Who Gets Your Development Dollars?

Who Gets Your Development Dollars?


By Josh Bersin – clomedia.com

Leadership development, the largest category of L&D spending, is on fire again. Our 2014 “Leadership Development Factbook” shows that spending in this critical area grew by 14 percent last year, with small and midsized companies increasing their spending by 23 percent.

Why this tremendous growth? Leadership remains the No. 1 talent challenge around the world, and the problem is getting more complex every day. Despite a large industry of training providers, books, consultants and leadership vendors, companies are finding that building global leadership programs, accelerating development for millennial leaders and developing leaders at the first and second level is harder than ever.

Only 8 percent of the companies we recently surveyed have a robust leadership program for millennial leaders, yet more than 75 percent of all organizations will be run by millennials by 2025.

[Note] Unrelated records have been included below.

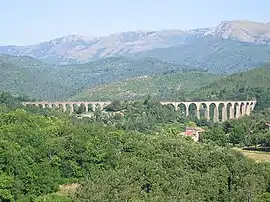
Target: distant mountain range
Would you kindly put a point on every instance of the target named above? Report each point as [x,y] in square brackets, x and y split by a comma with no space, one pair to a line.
[79,49]
[132,64]
[23,75]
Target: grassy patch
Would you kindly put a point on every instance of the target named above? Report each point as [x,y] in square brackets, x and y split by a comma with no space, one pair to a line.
[259,156]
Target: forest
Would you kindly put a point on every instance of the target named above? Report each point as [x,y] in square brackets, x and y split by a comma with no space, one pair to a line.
[48,156]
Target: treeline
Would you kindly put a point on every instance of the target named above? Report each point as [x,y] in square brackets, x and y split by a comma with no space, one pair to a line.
[39,153]
[248,131]
[135,154]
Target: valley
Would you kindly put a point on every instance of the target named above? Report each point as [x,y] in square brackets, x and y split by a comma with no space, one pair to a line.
[164,115]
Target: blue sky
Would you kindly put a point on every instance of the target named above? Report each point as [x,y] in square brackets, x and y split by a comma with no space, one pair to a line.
[26,22]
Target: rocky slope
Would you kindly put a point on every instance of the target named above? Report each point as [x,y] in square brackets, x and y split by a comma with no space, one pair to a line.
[246,31]
[79,49]
[22,75]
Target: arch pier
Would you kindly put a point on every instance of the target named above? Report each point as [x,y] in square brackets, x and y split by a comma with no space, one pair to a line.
[217,111]
[70,106]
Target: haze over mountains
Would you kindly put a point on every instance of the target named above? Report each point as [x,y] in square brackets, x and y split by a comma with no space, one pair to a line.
[80,49]
[118,66]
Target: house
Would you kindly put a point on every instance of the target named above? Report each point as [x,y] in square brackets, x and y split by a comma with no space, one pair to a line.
[193,132]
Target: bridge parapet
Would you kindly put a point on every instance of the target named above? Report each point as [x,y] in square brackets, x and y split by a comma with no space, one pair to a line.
[222,110]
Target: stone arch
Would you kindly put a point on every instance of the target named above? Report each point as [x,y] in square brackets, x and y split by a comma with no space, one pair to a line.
[62,107]
[213,109]
[192,110]
[170,106]
[248,108]
[81,108]
[237,110]
[242,109]
[222,111]
[182,109]
[203,111]
[54,106]
[230,110]
[75,107]
[41,106]
[69,108]
[91,107]
[47,105]
[252,105]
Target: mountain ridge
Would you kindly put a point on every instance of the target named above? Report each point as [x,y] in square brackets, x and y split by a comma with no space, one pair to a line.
[81,49]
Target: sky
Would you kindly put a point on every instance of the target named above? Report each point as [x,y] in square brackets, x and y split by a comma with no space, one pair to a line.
[25,22]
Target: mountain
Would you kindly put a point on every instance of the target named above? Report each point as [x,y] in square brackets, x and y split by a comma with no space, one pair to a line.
[163,87]
[79,49]
[250,84]
[216,54]
[189,86]
[28,76]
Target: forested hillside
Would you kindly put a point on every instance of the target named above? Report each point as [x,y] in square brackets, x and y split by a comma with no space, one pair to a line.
[192,85]
[28,76]
[97,159]
[241,86]
[216,54]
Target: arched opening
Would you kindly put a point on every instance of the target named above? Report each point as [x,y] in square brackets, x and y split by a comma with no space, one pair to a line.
[251,106]
[40,106]
[242,109]
[54,106]
[192,110]
[97,107]
[222,112]
[203,111]
[230,111]
[248,108]
[91,107]
[75,108]
[61,107]
[236,110]
[170,106]
[81,109]
[47,106]
[213,112]
[182,110]
[68,108]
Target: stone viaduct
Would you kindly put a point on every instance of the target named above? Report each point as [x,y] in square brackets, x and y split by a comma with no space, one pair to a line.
[221,110]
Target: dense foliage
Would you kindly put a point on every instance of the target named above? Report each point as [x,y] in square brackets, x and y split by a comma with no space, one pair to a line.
[216,54]
[28,76]
[253,84]
[39,153]
[165,87]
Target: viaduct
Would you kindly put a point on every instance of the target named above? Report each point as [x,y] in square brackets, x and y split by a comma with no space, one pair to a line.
[222,110]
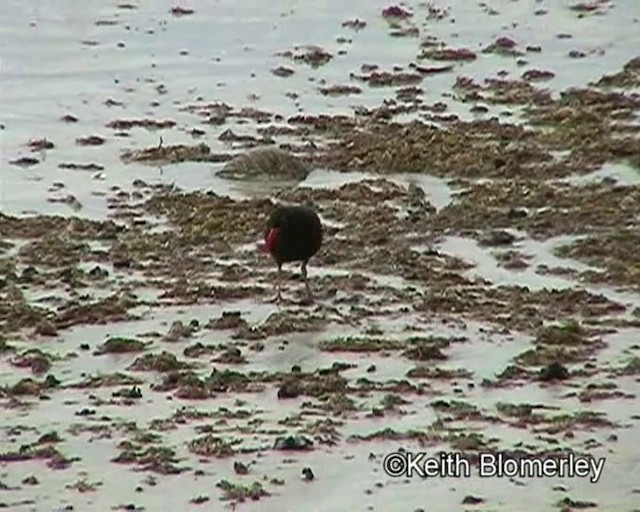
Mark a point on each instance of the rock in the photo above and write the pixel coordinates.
(265, 161)
(497, 237)
(553, 372)
(46, 328)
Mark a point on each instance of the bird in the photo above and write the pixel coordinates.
(293, 233)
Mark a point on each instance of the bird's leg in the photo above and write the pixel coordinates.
(303, 269)
(277, 287)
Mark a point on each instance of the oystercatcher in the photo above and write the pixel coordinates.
(293, 233)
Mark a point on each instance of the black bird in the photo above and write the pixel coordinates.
(293, 233)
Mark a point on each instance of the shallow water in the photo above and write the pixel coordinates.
(62, 58)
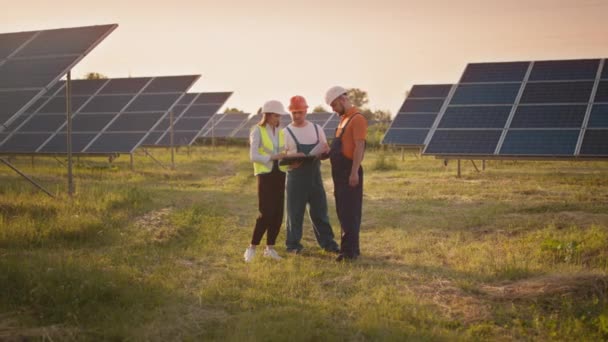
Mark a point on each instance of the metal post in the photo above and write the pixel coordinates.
(171, 138)
(7, 163)
(68, 111)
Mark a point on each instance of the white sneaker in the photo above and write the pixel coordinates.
(249, 254)
(271, 253)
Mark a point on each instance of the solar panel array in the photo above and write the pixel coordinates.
(31, 62)
(109, 116)
(191, 115)
(417, 115)
(526, 109)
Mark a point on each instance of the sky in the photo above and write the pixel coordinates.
(269, 49)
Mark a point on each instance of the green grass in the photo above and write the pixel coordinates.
(519, 251)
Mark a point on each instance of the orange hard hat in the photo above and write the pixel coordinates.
(298, 103)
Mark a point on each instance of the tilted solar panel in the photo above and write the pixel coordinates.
(526, 109)
(31, 62)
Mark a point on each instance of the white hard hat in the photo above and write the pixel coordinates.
(333, 93)
(274, 106)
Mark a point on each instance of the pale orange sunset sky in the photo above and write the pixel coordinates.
(275, 49)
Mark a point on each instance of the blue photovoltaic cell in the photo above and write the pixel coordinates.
(475, 117)
(152, 138)
(64, 41)
(495, 72)
(106, 104)
(125, 85)
(549, 116)
(134, 122)
(115, 142)
(37, 73)
(170, 84)
(430, 90)
(90, 122)
(187, 99)
(43, 123)
(86, 87)
(9, 42)
(582, 69)
(202, 110)
(599, 116)
(540, 143)
(219, 97)
(179, 138)
(12, 102)
(401, 136)
(421, 106)
(190, 124)
(595, 143)
(557, 92)
(496, 94)
(58, 144)
(403, 120)
(602, 91)
(57, 105)
(158, 102)
(24, 142)
(463, 142)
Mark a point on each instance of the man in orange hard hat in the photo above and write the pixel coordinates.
(346, 155)
(304, 182)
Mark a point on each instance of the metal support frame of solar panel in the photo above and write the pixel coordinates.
(31, 62)
(414, 120)
(225, 126)
(191, 116)
(110, 116)
(526, 110)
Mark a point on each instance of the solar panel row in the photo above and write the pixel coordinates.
(109, 116)
(417, 115)
(31, 62)
(532, 109)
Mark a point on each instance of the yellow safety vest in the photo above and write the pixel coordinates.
(266, 149)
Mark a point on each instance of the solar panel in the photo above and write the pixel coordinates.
(526, 109)
(599, 116)
(111, 120)
(31, 62)
(415, 117)
(191, 116)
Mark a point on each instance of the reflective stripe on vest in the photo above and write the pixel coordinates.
(267, 149)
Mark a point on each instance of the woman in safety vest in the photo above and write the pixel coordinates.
(267, 145)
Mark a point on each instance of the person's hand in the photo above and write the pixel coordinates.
(277, 156)
(353, 180)
(324, 148)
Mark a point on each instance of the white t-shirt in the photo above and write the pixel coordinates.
(305, 135)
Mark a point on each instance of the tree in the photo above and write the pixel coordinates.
(95, 76)
(358, 97)
(320, 109)
(233, 110)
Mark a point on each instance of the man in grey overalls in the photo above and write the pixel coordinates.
(304, 182)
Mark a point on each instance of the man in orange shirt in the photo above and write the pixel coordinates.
(346, 155)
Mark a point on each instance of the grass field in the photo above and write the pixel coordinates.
(519, 251)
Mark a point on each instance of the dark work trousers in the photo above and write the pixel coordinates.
(271, 202)
(349, 200)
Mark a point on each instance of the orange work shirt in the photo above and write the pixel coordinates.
(356, 130)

The problem is both old and new. Traditionally companies have focused on development for top and emerging or high-potential leaders. Our research finds that companies spend 17 percent of their budget on “emerging leaders” and more than two-thirds on executives.

When Merck realized its leadership pipeline in emerging markets was weak, it set out to build an emerging markets high-potential program to identify and train high-potential leaders in these geographies. The program focused on competencies like winning in emerging markets, building talent, entrepreneurial mindset, relationship-building and influence, and driving transformational change. These topics were developed to reflect local geographical influences and issues, and included self-study, formal training, action learning projects and a capstone project that resulted in real-life solutions to problems in Merck locations.

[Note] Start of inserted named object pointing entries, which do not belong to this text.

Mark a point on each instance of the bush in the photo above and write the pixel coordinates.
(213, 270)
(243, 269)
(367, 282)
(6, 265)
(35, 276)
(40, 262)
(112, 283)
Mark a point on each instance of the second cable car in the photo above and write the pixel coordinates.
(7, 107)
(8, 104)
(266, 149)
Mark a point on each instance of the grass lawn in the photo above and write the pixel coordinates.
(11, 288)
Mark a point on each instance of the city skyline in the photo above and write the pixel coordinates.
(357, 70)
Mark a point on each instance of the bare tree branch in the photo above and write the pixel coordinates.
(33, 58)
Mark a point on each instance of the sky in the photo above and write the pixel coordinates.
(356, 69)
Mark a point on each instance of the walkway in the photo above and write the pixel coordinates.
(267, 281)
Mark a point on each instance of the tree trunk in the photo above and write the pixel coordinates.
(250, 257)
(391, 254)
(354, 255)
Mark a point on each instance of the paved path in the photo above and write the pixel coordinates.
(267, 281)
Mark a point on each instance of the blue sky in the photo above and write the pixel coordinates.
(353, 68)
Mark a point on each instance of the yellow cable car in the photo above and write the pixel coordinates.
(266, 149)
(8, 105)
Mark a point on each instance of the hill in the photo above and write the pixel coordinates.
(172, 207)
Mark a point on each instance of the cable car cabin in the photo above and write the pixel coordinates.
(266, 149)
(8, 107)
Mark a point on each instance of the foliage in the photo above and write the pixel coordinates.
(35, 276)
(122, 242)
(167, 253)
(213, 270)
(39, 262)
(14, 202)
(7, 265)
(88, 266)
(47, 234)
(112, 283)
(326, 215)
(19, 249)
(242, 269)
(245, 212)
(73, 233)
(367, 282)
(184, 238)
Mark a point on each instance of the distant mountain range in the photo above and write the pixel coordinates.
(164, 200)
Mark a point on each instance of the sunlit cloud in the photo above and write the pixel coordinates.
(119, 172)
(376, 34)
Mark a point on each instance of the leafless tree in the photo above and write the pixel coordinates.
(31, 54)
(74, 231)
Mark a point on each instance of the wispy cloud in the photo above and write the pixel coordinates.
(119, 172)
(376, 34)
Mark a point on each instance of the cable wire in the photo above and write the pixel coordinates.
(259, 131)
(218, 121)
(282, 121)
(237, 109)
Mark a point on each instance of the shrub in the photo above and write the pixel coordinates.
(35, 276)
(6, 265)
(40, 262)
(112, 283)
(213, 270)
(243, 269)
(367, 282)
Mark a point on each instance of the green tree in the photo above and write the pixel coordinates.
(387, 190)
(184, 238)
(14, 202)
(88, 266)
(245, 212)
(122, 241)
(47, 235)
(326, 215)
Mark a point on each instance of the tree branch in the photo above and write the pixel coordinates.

Such programs are critically important in fast-growing geographies where leaders are hard to recruit and development and advancement must take place at an accelerated rate. Many fast-growing teams end up doing “battlefield promotions” that move people into roles they are uncomfortable with early in their careers.

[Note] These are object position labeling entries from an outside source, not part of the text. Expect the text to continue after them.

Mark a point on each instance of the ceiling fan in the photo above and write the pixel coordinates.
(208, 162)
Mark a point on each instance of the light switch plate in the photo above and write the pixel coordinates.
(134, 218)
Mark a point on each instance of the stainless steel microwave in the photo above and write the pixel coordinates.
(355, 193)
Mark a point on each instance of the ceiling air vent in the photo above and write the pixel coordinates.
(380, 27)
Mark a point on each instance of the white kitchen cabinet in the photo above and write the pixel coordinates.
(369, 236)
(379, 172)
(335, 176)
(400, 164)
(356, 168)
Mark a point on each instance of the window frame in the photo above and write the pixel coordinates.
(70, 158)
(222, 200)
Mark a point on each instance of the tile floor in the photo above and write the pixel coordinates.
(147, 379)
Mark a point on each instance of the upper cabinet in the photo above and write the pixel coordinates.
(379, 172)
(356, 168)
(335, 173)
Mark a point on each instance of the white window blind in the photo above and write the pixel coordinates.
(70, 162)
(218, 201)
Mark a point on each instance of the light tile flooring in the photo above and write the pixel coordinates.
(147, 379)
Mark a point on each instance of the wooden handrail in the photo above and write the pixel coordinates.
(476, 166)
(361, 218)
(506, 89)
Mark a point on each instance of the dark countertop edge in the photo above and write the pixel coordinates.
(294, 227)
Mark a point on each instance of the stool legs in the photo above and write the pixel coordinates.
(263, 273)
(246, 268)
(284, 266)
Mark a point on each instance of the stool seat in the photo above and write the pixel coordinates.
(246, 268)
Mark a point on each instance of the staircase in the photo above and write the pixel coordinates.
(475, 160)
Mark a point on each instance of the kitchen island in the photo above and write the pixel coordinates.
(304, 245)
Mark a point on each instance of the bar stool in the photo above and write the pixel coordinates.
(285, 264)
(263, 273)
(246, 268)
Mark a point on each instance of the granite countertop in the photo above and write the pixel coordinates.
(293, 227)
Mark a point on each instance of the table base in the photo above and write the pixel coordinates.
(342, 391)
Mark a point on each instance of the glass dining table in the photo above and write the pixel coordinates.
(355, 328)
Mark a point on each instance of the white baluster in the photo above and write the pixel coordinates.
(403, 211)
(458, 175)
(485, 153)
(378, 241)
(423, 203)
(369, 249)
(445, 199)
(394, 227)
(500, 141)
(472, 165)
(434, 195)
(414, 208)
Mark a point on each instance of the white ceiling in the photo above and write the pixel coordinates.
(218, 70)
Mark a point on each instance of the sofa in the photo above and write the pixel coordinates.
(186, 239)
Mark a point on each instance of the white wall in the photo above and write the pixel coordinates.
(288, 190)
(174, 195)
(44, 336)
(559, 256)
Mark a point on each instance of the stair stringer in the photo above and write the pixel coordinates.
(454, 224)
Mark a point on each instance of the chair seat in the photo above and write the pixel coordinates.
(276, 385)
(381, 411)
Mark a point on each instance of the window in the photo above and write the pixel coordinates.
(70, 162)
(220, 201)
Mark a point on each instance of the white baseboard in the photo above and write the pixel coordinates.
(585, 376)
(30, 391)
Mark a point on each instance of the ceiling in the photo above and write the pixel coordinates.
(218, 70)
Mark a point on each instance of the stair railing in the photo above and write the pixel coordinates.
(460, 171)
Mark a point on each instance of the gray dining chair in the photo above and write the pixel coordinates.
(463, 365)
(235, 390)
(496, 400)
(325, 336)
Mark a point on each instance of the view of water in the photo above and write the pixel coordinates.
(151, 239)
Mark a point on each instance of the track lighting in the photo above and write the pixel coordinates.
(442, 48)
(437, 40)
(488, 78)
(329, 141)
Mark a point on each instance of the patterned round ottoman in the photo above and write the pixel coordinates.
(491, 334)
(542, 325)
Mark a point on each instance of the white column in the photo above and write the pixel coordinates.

But the bigger finding in this area is the tremendous need for — and relatively low level of spending on — first-level managers and supervisors. Company after company tells me the weakest link in their chains appears to be their first- and second-line managers. These are the people who run the company on a day-to-day basis. These supervisors and managers each have influence over a large team of people, and becoming a new manager is among the most challenging transitions people face in their careers. Coaching, development and support are critical.

Our research shows that only about 17 percent of leadership development spending goes to first- and second-level leaders, and much of this is often focused on standard, off-the-shelf programs. While there are many excellent programs available to teach people how to lead, this is one of the most important times in an individual’s career.

Further, it is a milestone time when an organization can instill values, develop coaching principles and create a culture of leadership. We strongly urge companies to take their first-line leadership seriously, and put energy and strategy into this segment. Remember also that money and effort invested here not only improves organizational performance and engagement, but also it sets in place a foundation for these people to grow into HIPOs and emerging leaders in the coming years.

Of course, no amount of training can be effective unless we select people who are ready to “lead” vs. “do.” Companies continue to tell me that one of their biggest challenges is taking people who are experts and high performers and showing them that this new role is not just a promotion, it’s actually a whole new career.

Today as organizations start to hire rapidly, and we see many millennials entering their time to lead, leadership development is vital. Think about programs like Merck’s and ask yourself, “Are we focused enough in this area?” and “Are we building programs that are unique and highly relevant to our own business needs?” You’ll never go wrong asking these kinds of questions, particularly now as the economy grows and your team’s level of engagement and capability are more important than ever.